Closed kkkkk001 closed 8 months ago

kkkkk001 commented 9 months ago

Describe the bug I'm trying to use the EdgeHistogram kernel with the MUTAG dataset. When calling the transform method on the test set, the following error raises: "TypeError: each element of X must be either a graph object or a list with at least a graph like object and node labels dict ". Following the example in the repository about the WeisfeilerLehman kernel, I first call the fit_transform method on the training set, then call the transform method on the test set.

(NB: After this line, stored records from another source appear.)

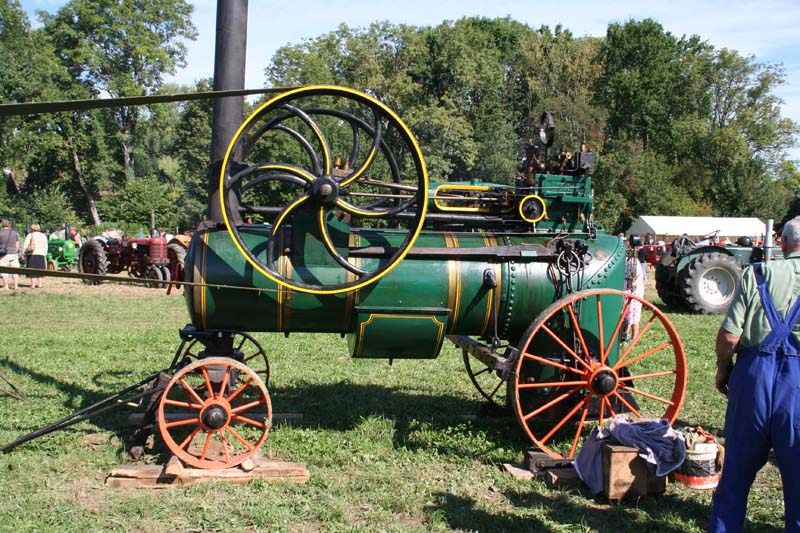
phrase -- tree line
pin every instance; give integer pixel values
(681, 127)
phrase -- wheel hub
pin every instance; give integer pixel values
(604, 382)
(325, 190)
(215, 417)
(717, 285)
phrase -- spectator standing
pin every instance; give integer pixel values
(634, 284)
(35, 247)
(9, 240)
(642, 256)
(762, 413)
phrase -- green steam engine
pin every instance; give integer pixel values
(329, 224)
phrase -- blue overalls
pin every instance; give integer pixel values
(763, 413)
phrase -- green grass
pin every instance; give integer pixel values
(388, 447)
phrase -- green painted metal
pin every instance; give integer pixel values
(62, 253)
(443, 287)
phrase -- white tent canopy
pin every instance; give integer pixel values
(665, 228)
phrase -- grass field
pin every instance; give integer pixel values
(388, 447)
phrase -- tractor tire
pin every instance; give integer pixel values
(176, 254)
(708, 284)
(155, 276)
(667, 291)
(92, 260)
(166, 275)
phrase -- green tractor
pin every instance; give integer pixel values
(703, 277)
(62, 252)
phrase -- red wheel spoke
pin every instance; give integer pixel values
(247, 406)
(246, 359)
(564, 420)
(551, 384)
(239, 438)
(238, 391)
(187, 422)
(602, 410)
(225, 447)
(204, 453)
(249, 421)
(577, 329)
(635, 341)
(647, 395)
(225, 379)
(611, 408)
(188, 440)
(552, 363)
(551, 403)
(639, 357)
(600, 329)
(188, 405)
(625, 402)
(494, 391)
(191, 391)
(207, 380)
(567, 348)
(615, 335)
(479, 372)
(575, 440)
(648, 376)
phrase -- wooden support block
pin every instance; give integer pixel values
(562, 478)
(518, 471)
(626, 475)
(176, 475)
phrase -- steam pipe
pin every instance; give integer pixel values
(229, 71)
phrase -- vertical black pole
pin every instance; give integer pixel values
(229, 67)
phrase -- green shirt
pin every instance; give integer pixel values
(746, 318)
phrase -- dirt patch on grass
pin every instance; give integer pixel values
(54, 285)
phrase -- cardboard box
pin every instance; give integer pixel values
(627, 476)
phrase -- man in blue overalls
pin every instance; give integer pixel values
(763, 388)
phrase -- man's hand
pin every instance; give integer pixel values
(721, 379)
(726, 344)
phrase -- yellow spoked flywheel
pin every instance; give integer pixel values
(323, 189)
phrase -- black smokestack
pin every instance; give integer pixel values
(228, 112)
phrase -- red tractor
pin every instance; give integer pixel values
(142, 257)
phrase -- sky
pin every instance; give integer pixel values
(767, 29)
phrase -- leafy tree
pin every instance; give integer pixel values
(191, 150)
(122, 49)
(49, 207)
(133, 203)
(648, 82)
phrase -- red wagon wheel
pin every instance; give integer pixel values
(574, 368)
(214, 413)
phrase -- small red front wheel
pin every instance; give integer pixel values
(214, 413)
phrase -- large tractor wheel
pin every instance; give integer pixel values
(92, 260)
(177, 257)
(572, 368)
(709, 283)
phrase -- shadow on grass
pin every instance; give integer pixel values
(79, 398)
(555, 509)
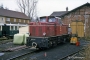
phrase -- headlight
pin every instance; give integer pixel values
(44, 34)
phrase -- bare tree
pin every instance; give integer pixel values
(28, 7)
(1, 6)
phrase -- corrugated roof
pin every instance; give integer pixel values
(86, 4)
(15, 14)
(58, 13)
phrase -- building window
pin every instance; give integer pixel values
(14, 20)
(15, 27)
(24, 21)
(0, 28)
(28, 21)
(19, 20)
(7, 19)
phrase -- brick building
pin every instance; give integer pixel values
(13, 17)
(81, 13)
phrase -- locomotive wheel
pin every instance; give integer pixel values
(64, 40)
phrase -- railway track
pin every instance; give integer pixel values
(5, 41)
(16, 54)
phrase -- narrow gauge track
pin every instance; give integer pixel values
(69, 56)
(16, 54)
(3, 41)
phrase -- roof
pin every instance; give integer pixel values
(58, 13)
(86, 4)
(15, 14)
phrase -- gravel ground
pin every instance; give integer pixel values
(56, 53)
(50, 54)
(7, 45)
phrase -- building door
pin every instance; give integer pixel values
(5, 30)
(77, 28)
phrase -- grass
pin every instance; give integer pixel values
(87, 53)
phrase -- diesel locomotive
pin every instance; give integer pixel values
(8, 30)
(47, 32)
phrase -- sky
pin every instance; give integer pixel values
(47, 7)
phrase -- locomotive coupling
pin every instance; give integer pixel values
(34, 44)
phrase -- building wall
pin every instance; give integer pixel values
(16, 20)
(2, 19)
(82, 14)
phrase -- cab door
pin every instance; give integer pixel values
(5, 30)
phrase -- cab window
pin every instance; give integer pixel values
(52, 20)
(15, 27)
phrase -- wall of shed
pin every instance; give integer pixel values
(82, 14)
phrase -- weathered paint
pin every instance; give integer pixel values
(77, 28)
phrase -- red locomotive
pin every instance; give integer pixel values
(47, 32)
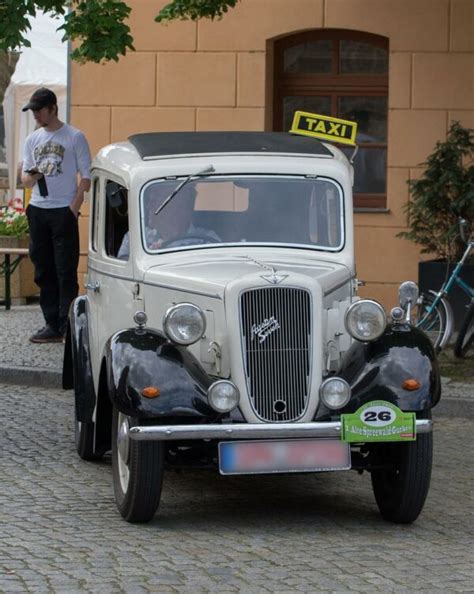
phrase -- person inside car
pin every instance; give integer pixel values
(172, 226)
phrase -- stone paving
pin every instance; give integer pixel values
(60, 531)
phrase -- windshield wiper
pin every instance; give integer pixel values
(206, 171)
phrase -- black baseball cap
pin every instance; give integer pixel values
(41, 98)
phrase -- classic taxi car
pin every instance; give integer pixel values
(221, 324)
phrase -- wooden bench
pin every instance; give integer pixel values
(7, 268)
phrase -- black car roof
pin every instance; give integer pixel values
(159, 144)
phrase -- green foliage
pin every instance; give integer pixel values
(194, 9)
(14, 23)
(13, 220)
(444, 193)
(97, 27)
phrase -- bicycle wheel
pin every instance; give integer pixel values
(465, 337)
(432, 320)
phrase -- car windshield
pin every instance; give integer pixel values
(288, 210)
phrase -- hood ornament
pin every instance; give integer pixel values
(274, 278)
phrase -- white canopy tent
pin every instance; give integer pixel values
(44, 64)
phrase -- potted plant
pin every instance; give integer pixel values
(14, 233)
(443, 194)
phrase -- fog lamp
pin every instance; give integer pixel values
(335, 392)
(223, 396)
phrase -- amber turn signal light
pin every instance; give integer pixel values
(151, 392)
(411, 384)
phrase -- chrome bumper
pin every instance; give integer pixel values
(248, 431)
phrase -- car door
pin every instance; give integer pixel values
(110, 282)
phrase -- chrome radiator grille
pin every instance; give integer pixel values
(276, 337)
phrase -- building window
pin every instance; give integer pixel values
(344, 74)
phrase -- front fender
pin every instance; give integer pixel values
(136, 360)
(77, 369)
(377, 370)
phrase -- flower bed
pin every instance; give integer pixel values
(13, 221)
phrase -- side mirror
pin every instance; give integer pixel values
(115, 194)
(408, 294)
(464, 229)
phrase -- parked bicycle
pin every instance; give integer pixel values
(434, 314)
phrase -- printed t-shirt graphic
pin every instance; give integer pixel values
(49, 158)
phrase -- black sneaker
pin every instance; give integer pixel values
(47, 334)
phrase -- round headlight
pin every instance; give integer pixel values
(184, 323)
(365, 320)
(335, 392)
(223, 396)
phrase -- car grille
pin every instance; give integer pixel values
(276, 336)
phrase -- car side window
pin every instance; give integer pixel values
(116, 219)
(94, 224)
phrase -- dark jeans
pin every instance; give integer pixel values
(54, 251)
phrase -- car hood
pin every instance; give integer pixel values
(210, 273)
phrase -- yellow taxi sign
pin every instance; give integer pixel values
(324, 127)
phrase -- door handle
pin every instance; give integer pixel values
(93, 286)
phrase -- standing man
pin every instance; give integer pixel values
(55, 156)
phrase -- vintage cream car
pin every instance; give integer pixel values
(221, 324)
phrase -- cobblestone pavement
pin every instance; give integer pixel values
(60, 531)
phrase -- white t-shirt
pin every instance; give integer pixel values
(60, 156)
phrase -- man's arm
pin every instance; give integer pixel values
(83, 159)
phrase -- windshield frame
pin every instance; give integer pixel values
(229, 177)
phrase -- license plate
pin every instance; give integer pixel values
(298, 455)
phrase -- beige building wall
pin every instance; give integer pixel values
(218, 76)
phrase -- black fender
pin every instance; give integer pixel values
(377, 370)
(137, 359)
(77, 369)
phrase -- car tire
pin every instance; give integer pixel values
(400, 491)
(84, 434)
(137, 468)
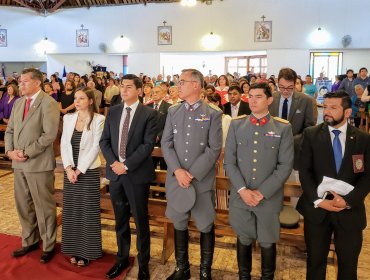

The fit_transform method works well, but the transform method reports TypeError.

To Reproduce Steps to reproduce the behavior: from grakel.datasets import fetch_dataset from grakel.kernels import WeisfeilerLehman, EdgeHistogram

MUTAG = fetch_dataset("MUTAG", verbose=False) G, y = MUTAG.data, MUTAG.target

G_train, G_test, y_train, y_test = train_test_split(G, y, test_size=0.1, random_state=42) gk = WeisfeilerLehman(n_iter=4, base_graph_kernel=EdgeHistogram, normalize=True) K_train = gk.fit_transform(G_train) K_test = gk.transform(G_test)

Expected behavior A clear and concise description of what you expected to happen. I'm wondering why transform failed but fit_transform didn't. I'd like to ask how to use the EdgeHistogram kernel.

giannisnik commented 9 months ago

Hi @kkkkk001 ,

First of all, keep in mind that it doesn't make sense to combine the Weisfeiler-Lehman framework with the edge histogram kernel since the latter compares the edge labels of the two graphs with each other and those labels remain unchanged across the different iterations of the Weisfeiler-Lehman (only the node labels are updated). Still, the code you shared is supposed to produce a kernel matrix even if edge labels are compared multiple times to each other. Thanks for letting us know. We will fix this bug in the next version of the package.